Usage: Open the terminal and type the name of a dataset:
$ cd /path/to/directory/open-data-etl-utility-kit/
$ sh Log/A_DatasetLogs.sh Name_of_dataset
Returns: Will list the log files associated for a user-specified ETL job. The output is displayed in the terminal.
Summarize ETL run times¶
File: Log/A_DatasetLogs.sh (MacOS X/Linux/Unix only)
Description: Shows the runtime for ETLs with a dataset.

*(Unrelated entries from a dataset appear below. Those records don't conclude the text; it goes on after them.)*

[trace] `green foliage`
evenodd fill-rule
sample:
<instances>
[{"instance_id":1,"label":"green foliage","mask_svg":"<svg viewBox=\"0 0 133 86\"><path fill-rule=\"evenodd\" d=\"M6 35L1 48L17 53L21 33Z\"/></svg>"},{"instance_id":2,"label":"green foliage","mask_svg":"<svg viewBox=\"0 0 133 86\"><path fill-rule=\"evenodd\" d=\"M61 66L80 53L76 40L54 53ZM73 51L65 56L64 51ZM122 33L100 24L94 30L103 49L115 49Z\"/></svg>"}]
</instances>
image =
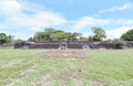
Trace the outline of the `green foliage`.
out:
<instances>
[{"instance_id":1,"label":"green foliage","mask_svg":"<svg viewBox=\"0 0 133 86\"><path fill-rule=\"evenodd\" d=\"M6 33L0 33L0 43L10 43L11 42L11 35L7 35Z\"/></svg>"},{"instance_id":2,"label":"green foliage","mask_svg":"<svg viewBox=\"0 0 133 86\"><path fill-rule=\"evenodd\" d=\"M103 39L106 37L105 35L105 31L102 28L92 28L92 31L94 33L93 36L91 36L90 39L93 41L102 41Z\"/></svg>"},{"instance_id":3,"label":"green foliage","mask_svg":"<svg viewBox=\"0 0 133 86\"><path fill-rule=\"evenodd\" d=\"M30 41L59 41L66 40L73 41L78 40L81 36L81 33L71 33L64 32L62 30L54 30L52 28L44 29L43 32L37 32L33 37L30 37Z\"/></svg>"},{"instance_id":4,"label":"green foliage","mask_svg":"<svg viewBox=\"0 0 133 86\"><path fill-rule=\"evenodd\" d=\"M133 29L125 32L121 39L125 40L125 41L133 41Z\"/></svg>"}]
</instances>

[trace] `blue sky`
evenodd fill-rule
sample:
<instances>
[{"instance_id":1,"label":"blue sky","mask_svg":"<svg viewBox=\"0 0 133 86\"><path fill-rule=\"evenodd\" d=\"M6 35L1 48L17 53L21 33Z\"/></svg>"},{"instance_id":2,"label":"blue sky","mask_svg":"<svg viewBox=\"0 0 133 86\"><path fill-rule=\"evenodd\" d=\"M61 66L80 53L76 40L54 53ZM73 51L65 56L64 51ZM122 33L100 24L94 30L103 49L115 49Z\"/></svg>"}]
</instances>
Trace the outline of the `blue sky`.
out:
<instances>
[{"instance_id":1,"label":"blue sky","mask_svg":"<svg viewBox=\"0 0 133 86\"><path fill-rule=\"evenodd\" d=\"M108 39L133 29L132 0L0 0L0 32L27 40L45 28L91 35L92 26Z\"/></svg>"}]
</instances>

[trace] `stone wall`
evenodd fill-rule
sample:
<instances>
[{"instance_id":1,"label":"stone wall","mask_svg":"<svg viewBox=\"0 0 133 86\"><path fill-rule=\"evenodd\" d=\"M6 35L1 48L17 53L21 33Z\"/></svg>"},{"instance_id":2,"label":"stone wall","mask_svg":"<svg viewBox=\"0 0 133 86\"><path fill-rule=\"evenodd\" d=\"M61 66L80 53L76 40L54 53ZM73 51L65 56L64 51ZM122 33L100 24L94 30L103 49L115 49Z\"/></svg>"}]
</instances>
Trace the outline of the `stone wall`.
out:
<instances>
[{"instance_id":1,"label":"stone wall","mask_svg":"<svg viewBox=\"0 0 133 86\"><path fill-rule=\"evenodd\" d=\"M63 45L63 46L61 46ZM24 44L14 44L14 49L115 49L113 44L89 41L52 41L52 42L24 42ZM126 42L126 47L132 49L133 42Z\"/></svg>"}]
</instances>

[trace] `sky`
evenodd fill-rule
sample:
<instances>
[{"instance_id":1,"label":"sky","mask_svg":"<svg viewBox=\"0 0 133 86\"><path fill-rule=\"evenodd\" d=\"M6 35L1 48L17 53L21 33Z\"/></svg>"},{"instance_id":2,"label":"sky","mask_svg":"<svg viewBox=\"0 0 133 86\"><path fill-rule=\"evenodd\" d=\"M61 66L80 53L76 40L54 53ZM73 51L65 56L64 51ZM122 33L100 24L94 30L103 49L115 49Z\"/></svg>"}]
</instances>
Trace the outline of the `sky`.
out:
<instances>
[{"instance_id":1,"label":"sky","mask_svg":"<svg viewBox=\"0 0 133 86\"><path fill-rule=\"evenodd\" d=\"M27 40L53 28L92 35L100 26L106 39L133 29L133 0L0 0L0 33Z\"/></svg>"}]
</instances>

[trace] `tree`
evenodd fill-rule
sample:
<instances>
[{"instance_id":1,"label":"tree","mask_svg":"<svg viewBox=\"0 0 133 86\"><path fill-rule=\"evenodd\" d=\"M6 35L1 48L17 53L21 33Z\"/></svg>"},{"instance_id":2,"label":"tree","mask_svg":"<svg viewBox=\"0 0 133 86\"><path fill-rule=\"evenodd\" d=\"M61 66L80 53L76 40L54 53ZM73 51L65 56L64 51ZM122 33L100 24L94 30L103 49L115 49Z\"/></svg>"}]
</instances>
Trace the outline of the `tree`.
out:
<instances>
[{"instance_id":1,"label":"tree","mask_svg":"<svg viewBox=\"0 0 133 86\"><path fill-rule=\"evenodd\" d=\"M94 41L102 41L104 37L106 37L105 35L105 31L102 28L92 28L92 31L94 33L93 35L93 40Z\"/></svg>"},{"instance_id":2,"label":"tree","mask_svg":"<svg viewBox=\"0 0 133 86\"><path fill-rule=\"evenodd\" d=\"M81 33L71 33L71 32L64 32L62 30L55 30L52 28L44 29L43 32L37 32L33 37L30 37L29 41L58 41L58 40L66 40L66 41L73 41L79 40L81 37Z\"/></svg>"},{"instance_id":3,"label":"tree","mask_svg":"<svg viewBox=\"0 0 133 86\"><path fill-rule=\"evenodd\" d=\"M11 40L11 35L8 36L6 33L0 33L0 44L10 43Z\"/></svg>"},{"instance_id":4,"label":"tree","mask_svg":"<svg viewBox=\"0 0 133 86\"><path fill-rule=\"evenodd\" d=\"M124 41L133 41L133 29L122 34L121 39Z\"/></svg>"}]
</instances>

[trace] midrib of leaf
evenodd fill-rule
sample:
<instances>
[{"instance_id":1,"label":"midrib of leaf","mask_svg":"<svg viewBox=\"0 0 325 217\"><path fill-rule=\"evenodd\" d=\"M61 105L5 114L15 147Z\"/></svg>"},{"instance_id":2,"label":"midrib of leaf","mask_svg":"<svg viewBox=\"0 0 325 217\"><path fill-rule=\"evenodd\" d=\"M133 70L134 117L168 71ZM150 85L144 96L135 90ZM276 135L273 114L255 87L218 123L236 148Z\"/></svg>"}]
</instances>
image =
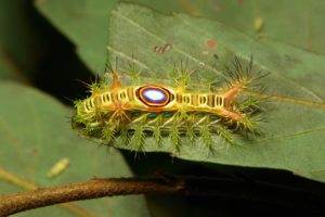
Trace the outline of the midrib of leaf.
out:
<instances>
[{"instance_id":1,"label":"midrib of leaf","mask_svg":"<svg viewBox=\"0 0 325 217\"><path fill-rule=\"evenodd\" d=\"M321 127L317 127L314 129L298 131L298 132L294 132L294 133L289 133L289 135L282 135L278 137L269 137L266 139L256 140L255 143L262 143L262 142L270 141L270 140L280 140L280 139L291 138L291 137L300 137L300 136L306 136L308 133L313 133L315 131L322 131L322 130L325 130L325 126L321 126Z\"/></svg>"}]
</instances>

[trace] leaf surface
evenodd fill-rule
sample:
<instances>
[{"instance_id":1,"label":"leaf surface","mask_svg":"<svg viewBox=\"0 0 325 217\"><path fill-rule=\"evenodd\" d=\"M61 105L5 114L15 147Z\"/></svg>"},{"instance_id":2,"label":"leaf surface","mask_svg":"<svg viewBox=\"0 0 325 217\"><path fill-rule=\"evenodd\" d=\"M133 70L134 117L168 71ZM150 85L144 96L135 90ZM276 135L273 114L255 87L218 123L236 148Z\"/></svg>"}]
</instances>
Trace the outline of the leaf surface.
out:
<instances>
[{"instance_id":1,"label":"leaf surface","mask_svg":"<svg viewBox=\"0 0 325 217\"><path fill-rule=\"evenodd\" d=\"M51 97L25 86L0 82L0 189L54 187L93 177L130 177L117 150L98 149L70 129L72 111ZM62 174L49 179L53 166L67 158ZM14 177L10 178L8 174ZM17 179L23 181L16 181ZM143 196L116 196L51 206L17 216L150 216ZM77 205L77 206L76 206ZM126 208L128 207L128 208Z\"/></svg>"}]
</instances>

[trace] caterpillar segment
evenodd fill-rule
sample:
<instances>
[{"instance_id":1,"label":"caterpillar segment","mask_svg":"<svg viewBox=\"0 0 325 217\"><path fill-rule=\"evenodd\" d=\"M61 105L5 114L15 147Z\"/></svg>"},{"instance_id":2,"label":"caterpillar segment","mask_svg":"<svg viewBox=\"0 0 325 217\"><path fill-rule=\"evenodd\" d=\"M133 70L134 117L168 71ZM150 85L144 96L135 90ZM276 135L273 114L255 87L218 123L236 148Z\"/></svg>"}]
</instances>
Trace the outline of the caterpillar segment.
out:
<instances>
[{"instance_id":1,"label":"caterpillar segment","mask_svg":"<svg viewBox=\"0 0 325 217\"><path fill-rule=\"evenodd\" d=\"M199 138L208 150L213 148L213 135L233 144L233 131L257 131L258 120L250 115L259 103L255 99L242 102L246 103L242 106L236 102L237 95L255 80L250 76L251 64L244 72L235 61L235 69L223 91L217 93L187 90L184 76L179 87L158 84L122 87L117 73L112 71L110 87L94 86L89 98L76 102L73 126L83 136L106 143L121 137L136 151L144 149L145 137L155 138L159 145L164 137L169 137L176 151L180 150L182 137L192 142Z\"/></svg>"}]
</instances>

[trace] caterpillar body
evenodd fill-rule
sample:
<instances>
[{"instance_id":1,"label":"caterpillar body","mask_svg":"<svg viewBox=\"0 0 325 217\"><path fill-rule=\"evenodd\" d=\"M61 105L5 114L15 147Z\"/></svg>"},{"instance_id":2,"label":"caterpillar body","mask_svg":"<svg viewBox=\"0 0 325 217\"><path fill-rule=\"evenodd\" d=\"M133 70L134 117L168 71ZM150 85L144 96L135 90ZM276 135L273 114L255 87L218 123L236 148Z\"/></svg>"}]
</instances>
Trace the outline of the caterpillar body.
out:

Usage: Open the terminal and type the name of a dataset:
$ cd /path/to/directory/open-data-etl-utility-kit/
$ sh Log/A_ETLRuntimes.sh Name_of_dataset
Returns: The output will show the total run-times recorded in log files for the user-specified ETL. The output is displayed in the terminal.
Show today’s ETL logs¶
File: Log/A_TodayLogs.sh (MacOS X/Linux/Unix only)
Description: Shows log files which were created today
Usage: Open the terminal and run the command:
$ sh /path/to/directory/open-data-etl-utility-kit/Log/A_odayLogs.sh
Returns: The output will show the list of log files which were generated today. The output is displayed in the terminal.